Institute of Genomics, School of Medicine, Huaqiao University, 668 Jimei Road, Xiamen, 361021, China.
State Key Laboratory of Cellular Stress Biology, School of Life Sciences, Xiamen University, Xiamen, 361102, China.
BMC Biol. 2023 Jul 19;21(1):160. doi: 10.1186/s12915-023-01651-w.
Conversion or editing of adenosine (A) into inosine (I) catalyzed by specialized cellular enzymes represents one of the most common post-transcriptional RNA modifications with emerging connection to disease. A-to-I conversions can happen at specific sites and lead to increase in proteome diversity and changes in RNA stability, splicing, and regulation. Such sites can be detected as adenine-to-guanine sequence changes by next-generation RNA sequencing which resulted in millions reported sites from multiple genome-wide surveys. Nonetheless, the lack of extensive independent validation in such endeavors, which is critical considering the relatively high error rate of next-generation sequencing, leads to lingering questions about the validity of the current compendiums of the editing sites and conclusions based on them.

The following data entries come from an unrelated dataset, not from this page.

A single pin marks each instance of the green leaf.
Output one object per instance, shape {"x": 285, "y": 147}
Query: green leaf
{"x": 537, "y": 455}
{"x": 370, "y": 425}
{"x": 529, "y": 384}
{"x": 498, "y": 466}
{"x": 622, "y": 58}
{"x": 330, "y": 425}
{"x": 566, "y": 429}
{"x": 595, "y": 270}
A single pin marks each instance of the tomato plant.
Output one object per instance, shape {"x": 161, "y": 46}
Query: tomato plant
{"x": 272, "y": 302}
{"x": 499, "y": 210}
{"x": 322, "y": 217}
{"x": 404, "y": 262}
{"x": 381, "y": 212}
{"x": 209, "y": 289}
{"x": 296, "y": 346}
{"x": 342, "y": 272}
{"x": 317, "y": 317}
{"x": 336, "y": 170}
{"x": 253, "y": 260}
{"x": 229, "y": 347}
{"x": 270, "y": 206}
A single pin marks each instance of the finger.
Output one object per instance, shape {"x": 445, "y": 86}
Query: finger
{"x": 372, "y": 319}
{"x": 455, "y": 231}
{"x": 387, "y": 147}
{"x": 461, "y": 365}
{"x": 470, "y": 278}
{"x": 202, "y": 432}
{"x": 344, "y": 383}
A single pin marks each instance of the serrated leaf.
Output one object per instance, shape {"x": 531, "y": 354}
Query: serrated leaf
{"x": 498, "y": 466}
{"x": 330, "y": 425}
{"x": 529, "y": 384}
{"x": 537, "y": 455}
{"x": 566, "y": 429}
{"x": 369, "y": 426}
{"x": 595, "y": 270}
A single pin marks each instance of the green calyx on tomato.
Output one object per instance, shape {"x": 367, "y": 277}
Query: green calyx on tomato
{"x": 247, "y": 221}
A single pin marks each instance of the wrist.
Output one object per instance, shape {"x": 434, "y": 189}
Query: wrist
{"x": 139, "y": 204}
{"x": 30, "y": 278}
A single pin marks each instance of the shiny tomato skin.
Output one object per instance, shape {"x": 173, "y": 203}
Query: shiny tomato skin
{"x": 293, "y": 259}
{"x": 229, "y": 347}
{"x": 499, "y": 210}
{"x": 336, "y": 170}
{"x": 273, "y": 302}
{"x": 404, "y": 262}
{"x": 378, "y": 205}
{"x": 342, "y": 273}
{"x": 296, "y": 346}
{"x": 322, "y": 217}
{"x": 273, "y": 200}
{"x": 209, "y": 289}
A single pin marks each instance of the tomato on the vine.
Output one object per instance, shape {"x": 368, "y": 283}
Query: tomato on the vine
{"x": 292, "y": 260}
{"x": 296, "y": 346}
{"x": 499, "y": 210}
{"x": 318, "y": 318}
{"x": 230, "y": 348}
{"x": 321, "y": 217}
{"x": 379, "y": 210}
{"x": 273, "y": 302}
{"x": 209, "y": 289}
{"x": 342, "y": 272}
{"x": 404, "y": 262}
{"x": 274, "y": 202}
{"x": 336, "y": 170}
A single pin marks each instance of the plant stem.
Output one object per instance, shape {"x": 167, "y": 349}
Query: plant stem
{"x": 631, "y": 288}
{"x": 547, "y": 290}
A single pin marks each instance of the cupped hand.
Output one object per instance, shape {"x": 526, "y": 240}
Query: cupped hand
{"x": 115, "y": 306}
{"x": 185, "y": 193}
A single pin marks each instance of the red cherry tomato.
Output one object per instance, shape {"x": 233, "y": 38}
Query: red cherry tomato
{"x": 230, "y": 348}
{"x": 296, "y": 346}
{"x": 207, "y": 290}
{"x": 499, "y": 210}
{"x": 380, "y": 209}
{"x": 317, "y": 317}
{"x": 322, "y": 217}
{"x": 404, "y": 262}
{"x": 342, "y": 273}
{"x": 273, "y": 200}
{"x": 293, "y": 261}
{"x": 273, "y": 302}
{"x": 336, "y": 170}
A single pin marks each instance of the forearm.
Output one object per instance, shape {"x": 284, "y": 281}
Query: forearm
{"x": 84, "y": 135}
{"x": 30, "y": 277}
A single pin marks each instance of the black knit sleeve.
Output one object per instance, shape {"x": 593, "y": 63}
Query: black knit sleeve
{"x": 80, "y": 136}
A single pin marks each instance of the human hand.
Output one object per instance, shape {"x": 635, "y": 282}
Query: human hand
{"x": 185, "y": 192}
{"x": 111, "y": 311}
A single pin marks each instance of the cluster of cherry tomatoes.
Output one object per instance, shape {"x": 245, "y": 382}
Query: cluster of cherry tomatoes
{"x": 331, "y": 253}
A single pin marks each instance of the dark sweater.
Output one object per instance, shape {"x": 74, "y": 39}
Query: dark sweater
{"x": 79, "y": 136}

Strikingly, we found that the current analytical methods suffer from very high false positive rates and that a significant fraction of sites in the public databases cannot be validated. In this work, we present potential solutions to these problems and provide a comprehensive and extensively validated list of A-to-I editing sites in a human cancer cell line. Our findings demonstrate that most of true A-to-I editing sites in a human cancer cell line are located in the non-coding transcripts, the so-called RNA 'dark matter'. On the other hand, many ADAR editing events occurring in exons of human protein-coding mRNAs, including those that can recode the transcriptome, represent false positives and need to be interpreted with caution. Nonetheless, yet undiscovered authentic ADAR sites that increase the diversity of human proteome exist and warrant further identification.
Accurate identification of human ADAR sites remains a challenging problem, particularly for the sites in exons of protein-coding mRNAs. As a result, genome-wide surveys of ADAR editome must still be accompanied by extensive Sanger validation efforts. However, given the vast number of unknown human ADAR sites, there is a need for further developments of the analytical techniques, potentially those that are based on deep learning solutions, in order to provide a quick and reliable identification of the editome in any sample.
由专门的细胞酶催化的腺苷(A)转化或编辑为肌苷(I)是最常见的转录后 RNA 修饰之一,与疾病的关系正逐渐被揭示。A 到 I 的转换可以在特定位置发生,并导致蛋白质组多样性增加,以及 RNA 稳定性、剪接和调控的变化。通过下一代 RNA 测序可以检测到这些位点的腺嘌呤到鸟嘌呤序列变化,这导致从多个全基因组调查中报告了数百万个位点。然而,在这些研究中缺乏广泛的独立验证,考虑到下一代测序的相对较高错误率,这对于当前编辑位点的汇编以及基于这些汇编的结论的有效性仍然存在疑问。
令人惊讶的是,我们发现当前的分析方法存在非常高的假阳性率,并且公共数据库中的许多位点无法验证。在这项工作中,我们提出了这些问题的潜在解决方案,并提供了人类癌细胞系中 A 到 I 编辑位点的全面和广泛验证的列表。我们的研究结果表明,人类癌细胞系中大多数真正的 A 到 I 编辑位点位于非编码转录本中,即所谓的 RNA“暗物质”。另一方面,许多发生在人类蛋白质编码 mRNA 外显子中的 ADAR 编辑事件,包括那些可以重新编码转录组的事件,都是假阳性,需要谨慎解释。然而,仍然存在增加人类蛋白质组多样性的未被发现的真实 ADAR 位点,需要进一步鉴定。
准确识别人类 ADAR 位点仍然是一个具有挑战性的问题,特别是对于蛋白质编码 mRNA 外显子中的位点。因此,ADAR 编辑组的全基因组调查仍然需要与广泛的 Sanger 验证工作相结合。然而,鉴于大量未知的人类 ADAR 位点,需要进一步开发分析技术,可能是基于深度学习解决方案的技术,以便在任何样本中快速可靠地识别编辑组。